Saying their clans had been snubbed, five ministers quit Hussein’s cabinet in December, forcing him to return to the drawing board. The government official said a new cabinet was expected to be named at the weekend.

 

“I understand Yusuf approved the prime minister’s government and Hussein is expected to announce the nomination of his government on Saturday.”

 

Besides the political infighting, Yusuf’s administration faces a persistent insurgency in Mogadishu, where government soldiers and their Ethiopian military allies are battling Islamist insurgents.

 

In Goma, Congo, intense fighting between government and militia forces in eastern region has led to a surge in rape by fighters from all sides, women and doctors say.

 

Renewed hostilities between the army and troops loyal to renegade Tutsi General Laurent Nkunda have stoked a volatile crucible of violence in Congo’s North Kivu province, where traditional Mai Mai fighters and Rwandan Hutu militia also roam. “I was leaving the market and I ran into FDLR on the road.
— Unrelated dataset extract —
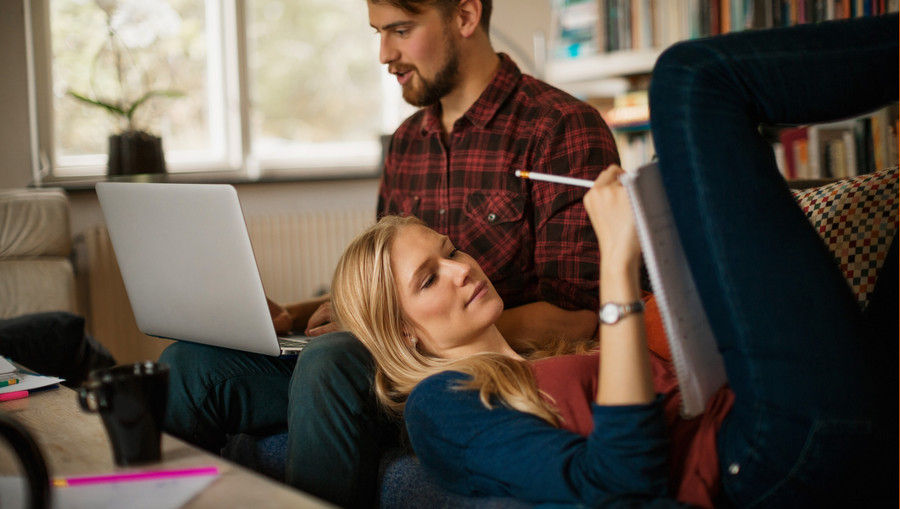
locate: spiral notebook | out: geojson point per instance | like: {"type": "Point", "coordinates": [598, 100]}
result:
{"type": "Point", "coordinates": [698, 364]}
They robbed me of everything and then four men raped me,” Francoise Mwamasirika, a 45-year-old mother said of Rwandan Hutu rebels who include leaders of Rwanda’s 1994 genocide against Tutsis.

 

Mwamasirika was stunned and barely able to speak when she arrived at a hospital in the South Kivu town of Minova.

 

“I won’t go back,” she said.

 

Sexual violence has escalated as hundreds of thousands of people have been forced to flee the safety of their homes — around 400,000 people since August, when Nkunda quit a peace deal, bringing North Kivu’s displaced population to 800,000.

 

Congo ’s government has called a peace summit for Sunday, but there is little optimism the chronic fighting will end soon.

 

Christophe Kimona, a surgeon at Goma’s Heal Africa hospital, repairs the torn and damaged genitals of rape victims

 

“The number of women we are seeing who have been raped is going up. We see an average of three or four rapes each day,” Kimona said.